An individual recently came into my office believing everything regarding her estate planning needs was “all set” but wanted me to assure her that she was indeed all set. She was under the false impression that because she had a Last Will & Testament (Will) there would be no need for probate or to open an estate when she died. Unfortunately, but often the case, when the “Will” was drafted, the attorney probably just listened to the client regarding her specific instruction as to who would receive what and that’s exactly what the attorney did. There was never the discussion regarding probate avoidance with her.
I learned from this individual that she had bank accounts in her name only, a house owned by her individually, and other assets including, life insurance and a retirement account. She truly believed these assets would pass to the intended recipients automatically and without the burden of the probate process.
As you can imagine, she was shocked to hear that disposition of the bank accounts and house would indeed be subject to probate. To make matters worse, the named beneficiary on the life insurance and retirement account had pre-deceased her. She was not happy to hear that the life insurance and retirement account would be subject to probate because the beneficial designations were not updated.
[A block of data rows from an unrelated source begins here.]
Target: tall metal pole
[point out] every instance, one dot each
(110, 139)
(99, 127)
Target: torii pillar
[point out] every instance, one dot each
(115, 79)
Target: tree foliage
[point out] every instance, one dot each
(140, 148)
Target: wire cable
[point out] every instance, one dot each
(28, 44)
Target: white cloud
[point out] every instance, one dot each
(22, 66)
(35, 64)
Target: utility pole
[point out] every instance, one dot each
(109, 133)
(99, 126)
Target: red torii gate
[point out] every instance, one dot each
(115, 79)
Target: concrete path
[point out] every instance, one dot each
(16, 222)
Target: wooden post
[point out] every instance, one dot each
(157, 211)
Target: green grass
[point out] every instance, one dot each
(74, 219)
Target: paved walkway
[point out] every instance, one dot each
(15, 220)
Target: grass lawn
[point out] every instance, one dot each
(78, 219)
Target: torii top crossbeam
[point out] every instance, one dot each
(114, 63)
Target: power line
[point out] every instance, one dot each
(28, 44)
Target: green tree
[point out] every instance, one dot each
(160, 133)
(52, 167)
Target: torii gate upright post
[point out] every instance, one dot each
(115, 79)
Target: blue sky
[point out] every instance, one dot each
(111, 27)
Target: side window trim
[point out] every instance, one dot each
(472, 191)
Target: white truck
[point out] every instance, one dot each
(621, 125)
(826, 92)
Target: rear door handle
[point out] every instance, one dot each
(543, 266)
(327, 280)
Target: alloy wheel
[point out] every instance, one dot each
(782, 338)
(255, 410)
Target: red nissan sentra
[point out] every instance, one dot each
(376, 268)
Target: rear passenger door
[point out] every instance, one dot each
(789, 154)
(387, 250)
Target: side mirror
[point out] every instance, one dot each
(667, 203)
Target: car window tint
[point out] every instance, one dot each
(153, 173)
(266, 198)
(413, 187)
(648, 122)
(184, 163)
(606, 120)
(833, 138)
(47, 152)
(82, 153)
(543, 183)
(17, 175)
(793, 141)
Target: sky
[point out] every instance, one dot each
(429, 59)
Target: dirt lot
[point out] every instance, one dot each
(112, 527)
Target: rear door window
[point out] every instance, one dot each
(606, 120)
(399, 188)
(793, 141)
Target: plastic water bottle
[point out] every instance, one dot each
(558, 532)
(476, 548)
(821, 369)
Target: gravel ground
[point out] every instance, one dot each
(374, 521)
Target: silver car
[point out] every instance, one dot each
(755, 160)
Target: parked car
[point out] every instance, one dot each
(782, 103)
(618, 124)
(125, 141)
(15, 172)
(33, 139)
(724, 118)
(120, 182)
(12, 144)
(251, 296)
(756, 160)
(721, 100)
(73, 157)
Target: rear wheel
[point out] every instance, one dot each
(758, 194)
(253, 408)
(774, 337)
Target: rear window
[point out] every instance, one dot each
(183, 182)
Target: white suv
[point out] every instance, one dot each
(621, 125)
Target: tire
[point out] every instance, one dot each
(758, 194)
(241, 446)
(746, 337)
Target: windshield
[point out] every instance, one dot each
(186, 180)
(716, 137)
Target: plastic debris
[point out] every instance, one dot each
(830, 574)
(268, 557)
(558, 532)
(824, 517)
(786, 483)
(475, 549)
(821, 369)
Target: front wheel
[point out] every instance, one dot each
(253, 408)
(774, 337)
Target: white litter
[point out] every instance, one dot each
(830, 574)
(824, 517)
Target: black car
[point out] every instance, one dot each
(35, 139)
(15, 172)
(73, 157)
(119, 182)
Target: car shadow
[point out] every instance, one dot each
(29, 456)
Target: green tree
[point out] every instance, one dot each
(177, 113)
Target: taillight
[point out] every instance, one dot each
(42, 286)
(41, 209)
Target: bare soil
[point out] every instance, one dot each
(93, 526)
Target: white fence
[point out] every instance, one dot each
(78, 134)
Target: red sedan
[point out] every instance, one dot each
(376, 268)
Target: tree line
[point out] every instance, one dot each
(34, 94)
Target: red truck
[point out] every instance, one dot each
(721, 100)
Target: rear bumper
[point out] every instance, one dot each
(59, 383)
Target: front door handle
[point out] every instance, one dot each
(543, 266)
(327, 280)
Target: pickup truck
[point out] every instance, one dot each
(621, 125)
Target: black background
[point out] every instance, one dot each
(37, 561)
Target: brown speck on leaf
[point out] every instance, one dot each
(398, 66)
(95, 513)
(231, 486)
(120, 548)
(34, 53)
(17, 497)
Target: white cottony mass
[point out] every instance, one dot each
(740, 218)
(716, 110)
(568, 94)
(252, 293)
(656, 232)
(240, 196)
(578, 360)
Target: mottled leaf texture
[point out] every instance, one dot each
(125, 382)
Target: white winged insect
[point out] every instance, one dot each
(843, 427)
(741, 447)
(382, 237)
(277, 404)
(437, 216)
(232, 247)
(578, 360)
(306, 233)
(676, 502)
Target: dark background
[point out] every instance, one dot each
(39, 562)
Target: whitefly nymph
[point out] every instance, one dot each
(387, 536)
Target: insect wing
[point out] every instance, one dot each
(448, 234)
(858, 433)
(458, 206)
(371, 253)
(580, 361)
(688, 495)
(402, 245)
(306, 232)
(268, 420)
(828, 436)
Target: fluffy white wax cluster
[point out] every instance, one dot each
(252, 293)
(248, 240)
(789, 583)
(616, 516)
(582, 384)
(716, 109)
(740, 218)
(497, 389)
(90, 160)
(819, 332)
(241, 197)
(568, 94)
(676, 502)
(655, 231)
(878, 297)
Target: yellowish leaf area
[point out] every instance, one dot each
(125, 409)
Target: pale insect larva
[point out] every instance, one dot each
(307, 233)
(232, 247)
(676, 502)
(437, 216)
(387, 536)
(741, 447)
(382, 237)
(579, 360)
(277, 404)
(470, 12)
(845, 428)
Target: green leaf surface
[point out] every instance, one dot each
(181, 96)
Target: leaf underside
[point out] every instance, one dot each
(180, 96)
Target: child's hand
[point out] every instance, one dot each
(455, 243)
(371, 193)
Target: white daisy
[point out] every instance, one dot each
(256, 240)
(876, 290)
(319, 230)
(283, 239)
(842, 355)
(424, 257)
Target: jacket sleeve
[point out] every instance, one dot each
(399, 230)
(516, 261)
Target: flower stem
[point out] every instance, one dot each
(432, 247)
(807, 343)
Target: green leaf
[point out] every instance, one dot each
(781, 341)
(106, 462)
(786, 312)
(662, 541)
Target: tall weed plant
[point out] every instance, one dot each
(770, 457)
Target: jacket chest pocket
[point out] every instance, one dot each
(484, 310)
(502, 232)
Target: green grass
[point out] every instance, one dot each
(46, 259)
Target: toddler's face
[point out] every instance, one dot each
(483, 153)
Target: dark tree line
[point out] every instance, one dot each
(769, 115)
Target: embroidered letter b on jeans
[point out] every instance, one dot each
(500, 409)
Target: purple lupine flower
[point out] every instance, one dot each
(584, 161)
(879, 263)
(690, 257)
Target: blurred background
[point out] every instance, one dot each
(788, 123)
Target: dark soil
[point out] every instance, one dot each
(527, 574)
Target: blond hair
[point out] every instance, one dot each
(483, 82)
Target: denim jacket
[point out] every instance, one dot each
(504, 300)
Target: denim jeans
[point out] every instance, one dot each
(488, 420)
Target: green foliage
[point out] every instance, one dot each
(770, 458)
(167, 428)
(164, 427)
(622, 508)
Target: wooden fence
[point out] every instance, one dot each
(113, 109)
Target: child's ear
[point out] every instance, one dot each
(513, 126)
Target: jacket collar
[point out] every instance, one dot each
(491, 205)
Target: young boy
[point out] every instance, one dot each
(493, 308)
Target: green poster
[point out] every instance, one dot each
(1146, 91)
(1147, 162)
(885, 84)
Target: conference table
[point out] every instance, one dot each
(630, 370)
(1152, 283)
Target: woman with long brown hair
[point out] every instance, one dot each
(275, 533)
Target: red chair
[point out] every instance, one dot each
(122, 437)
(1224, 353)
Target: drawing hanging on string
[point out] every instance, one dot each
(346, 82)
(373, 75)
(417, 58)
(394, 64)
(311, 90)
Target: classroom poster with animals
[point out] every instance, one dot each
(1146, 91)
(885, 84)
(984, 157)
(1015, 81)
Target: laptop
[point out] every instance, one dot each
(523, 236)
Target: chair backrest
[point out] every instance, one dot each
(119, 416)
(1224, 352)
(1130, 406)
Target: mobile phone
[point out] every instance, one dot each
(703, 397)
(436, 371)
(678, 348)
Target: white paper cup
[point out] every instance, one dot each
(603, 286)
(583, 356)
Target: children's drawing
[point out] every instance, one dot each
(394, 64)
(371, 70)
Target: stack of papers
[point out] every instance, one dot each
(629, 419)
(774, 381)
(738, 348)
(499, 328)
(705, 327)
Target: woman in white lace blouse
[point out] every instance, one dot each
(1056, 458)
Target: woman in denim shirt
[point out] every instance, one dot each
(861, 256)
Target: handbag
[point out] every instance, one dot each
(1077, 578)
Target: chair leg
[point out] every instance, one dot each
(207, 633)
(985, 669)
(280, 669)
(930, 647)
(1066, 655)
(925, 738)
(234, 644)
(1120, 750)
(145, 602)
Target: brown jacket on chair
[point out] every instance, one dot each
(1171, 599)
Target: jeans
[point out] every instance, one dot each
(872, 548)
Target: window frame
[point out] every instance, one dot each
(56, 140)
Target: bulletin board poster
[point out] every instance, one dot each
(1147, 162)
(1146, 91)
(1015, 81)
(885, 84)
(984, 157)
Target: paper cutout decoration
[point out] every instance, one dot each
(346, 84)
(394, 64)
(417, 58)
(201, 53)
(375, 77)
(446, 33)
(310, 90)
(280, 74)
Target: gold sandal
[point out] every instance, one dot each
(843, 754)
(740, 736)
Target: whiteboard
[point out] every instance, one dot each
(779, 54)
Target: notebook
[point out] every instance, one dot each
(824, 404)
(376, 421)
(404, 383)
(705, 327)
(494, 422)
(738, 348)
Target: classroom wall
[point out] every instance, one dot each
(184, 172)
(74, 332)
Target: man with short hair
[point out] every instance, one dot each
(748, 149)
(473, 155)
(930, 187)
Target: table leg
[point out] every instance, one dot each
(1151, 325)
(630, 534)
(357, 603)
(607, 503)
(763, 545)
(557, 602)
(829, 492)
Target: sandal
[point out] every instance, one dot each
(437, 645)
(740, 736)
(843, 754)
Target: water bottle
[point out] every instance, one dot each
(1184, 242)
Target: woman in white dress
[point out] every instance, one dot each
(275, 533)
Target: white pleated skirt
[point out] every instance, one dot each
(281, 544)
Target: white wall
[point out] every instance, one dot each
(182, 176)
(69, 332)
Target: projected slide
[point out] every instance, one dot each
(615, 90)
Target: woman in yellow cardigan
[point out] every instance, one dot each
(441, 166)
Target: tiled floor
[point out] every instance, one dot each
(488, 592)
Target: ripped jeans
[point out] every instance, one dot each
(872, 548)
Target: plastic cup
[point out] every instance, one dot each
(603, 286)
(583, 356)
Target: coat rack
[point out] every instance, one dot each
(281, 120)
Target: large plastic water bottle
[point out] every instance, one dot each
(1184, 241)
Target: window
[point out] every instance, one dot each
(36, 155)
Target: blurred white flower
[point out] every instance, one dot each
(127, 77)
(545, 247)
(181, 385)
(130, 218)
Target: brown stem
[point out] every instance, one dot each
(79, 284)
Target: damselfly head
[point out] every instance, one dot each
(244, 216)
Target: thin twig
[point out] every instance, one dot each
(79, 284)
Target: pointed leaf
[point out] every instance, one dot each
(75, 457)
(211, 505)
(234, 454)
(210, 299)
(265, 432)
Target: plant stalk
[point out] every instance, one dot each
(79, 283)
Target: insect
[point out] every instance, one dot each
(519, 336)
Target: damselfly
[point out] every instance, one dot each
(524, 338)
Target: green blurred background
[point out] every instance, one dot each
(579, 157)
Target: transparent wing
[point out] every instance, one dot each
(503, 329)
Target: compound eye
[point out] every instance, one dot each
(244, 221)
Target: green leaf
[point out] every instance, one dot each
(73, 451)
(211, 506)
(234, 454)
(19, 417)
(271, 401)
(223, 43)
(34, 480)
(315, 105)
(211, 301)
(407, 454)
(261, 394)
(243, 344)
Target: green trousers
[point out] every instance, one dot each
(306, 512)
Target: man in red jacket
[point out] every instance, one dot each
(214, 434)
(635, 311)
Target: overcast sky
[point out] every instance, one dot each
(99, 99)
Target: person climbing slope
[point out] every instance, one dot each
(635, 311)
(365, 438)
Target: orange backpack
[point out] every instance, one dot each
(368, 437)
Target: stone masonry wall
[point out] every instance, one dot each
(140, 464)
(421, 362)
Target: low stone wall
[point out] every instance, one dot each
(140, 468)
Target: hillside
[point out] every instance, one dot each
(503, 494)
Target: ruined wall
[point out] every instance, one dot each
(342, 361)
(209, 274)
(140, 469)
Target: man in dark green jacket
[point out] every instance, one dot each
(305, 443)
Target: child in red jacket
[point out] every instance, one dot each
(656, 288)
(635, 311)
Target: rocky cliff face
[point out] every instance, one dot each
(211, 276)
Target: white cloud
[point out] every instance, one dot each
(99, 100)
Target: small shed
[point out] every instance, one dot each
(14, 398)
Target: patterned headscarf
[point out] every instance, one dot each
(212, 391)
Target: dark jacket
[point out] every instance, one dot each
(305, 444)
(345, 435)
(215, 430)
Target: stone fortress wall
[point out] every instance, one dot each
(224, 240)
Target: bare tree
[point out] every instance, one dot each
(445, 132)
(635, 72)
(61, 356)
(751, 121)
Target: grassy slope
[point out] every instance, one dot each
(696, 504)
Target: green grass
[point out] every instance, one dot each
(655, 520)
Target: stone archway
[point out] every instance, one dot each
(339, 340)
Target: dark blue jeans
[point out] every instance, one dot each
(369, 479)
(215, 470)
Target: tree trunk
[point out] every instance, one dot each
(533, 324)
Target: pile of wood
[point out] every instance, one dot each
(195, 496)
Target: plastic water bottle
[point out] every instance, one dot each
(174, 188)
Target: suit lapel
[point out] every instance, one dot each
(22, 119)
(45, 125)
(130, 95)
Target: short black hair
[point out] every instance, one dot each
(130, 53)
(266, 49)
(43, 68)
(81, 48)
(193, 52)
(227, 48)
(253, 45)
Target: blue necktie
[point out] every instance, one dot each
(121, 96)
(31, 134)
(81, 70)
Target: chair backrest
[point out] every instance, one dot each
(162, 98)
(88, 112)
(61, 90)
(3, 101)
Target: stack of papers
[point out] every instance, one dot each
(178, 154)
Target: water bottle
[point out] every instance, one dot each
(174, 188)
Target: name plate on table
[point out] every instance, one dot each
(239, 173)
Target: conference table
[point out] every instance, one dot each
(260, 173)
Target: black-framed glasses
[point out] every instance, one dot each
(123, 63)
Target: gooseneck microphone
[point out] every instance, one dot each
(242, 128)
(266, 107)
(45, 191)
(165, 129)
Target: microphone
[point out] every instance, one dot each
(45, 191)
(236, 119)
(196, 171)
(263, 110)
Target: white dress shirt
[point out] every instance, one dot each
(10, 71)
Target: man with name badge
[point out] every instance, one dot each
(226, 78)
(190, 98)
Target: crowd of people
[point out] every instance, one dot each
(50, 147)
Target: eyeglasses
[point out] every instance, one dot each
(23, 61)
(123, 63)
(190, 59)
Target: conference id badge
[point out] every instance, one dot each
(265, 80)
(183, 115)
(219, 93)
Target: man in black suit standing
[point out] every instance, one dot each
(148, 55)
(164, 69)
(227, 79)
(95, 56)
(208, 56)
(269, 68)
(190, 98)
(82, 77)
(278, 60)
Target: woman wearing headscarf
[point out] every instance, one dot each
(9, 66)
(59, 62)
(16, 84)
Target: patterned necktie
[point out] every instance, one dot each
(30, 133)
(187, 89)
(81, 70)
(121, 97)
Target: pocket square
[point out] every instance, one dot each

There is a good ending to this unfortunate account of what could have happened! I assisted “my” new client with changing the form of ownership and beneficial designations for her assets and she is now pleased that she has taken the steps to prevent her loved ones from experiencing the unnecessary costs of probate upon her death which would have involved preparation of the required probate documents, filing fees, and attorneys’ fees not to mention the lengthy probate process itself which can take 1-2 years to complete.
Significant expenses and duration of the long probate process can be avoided with careful planning to ensure peace of mind!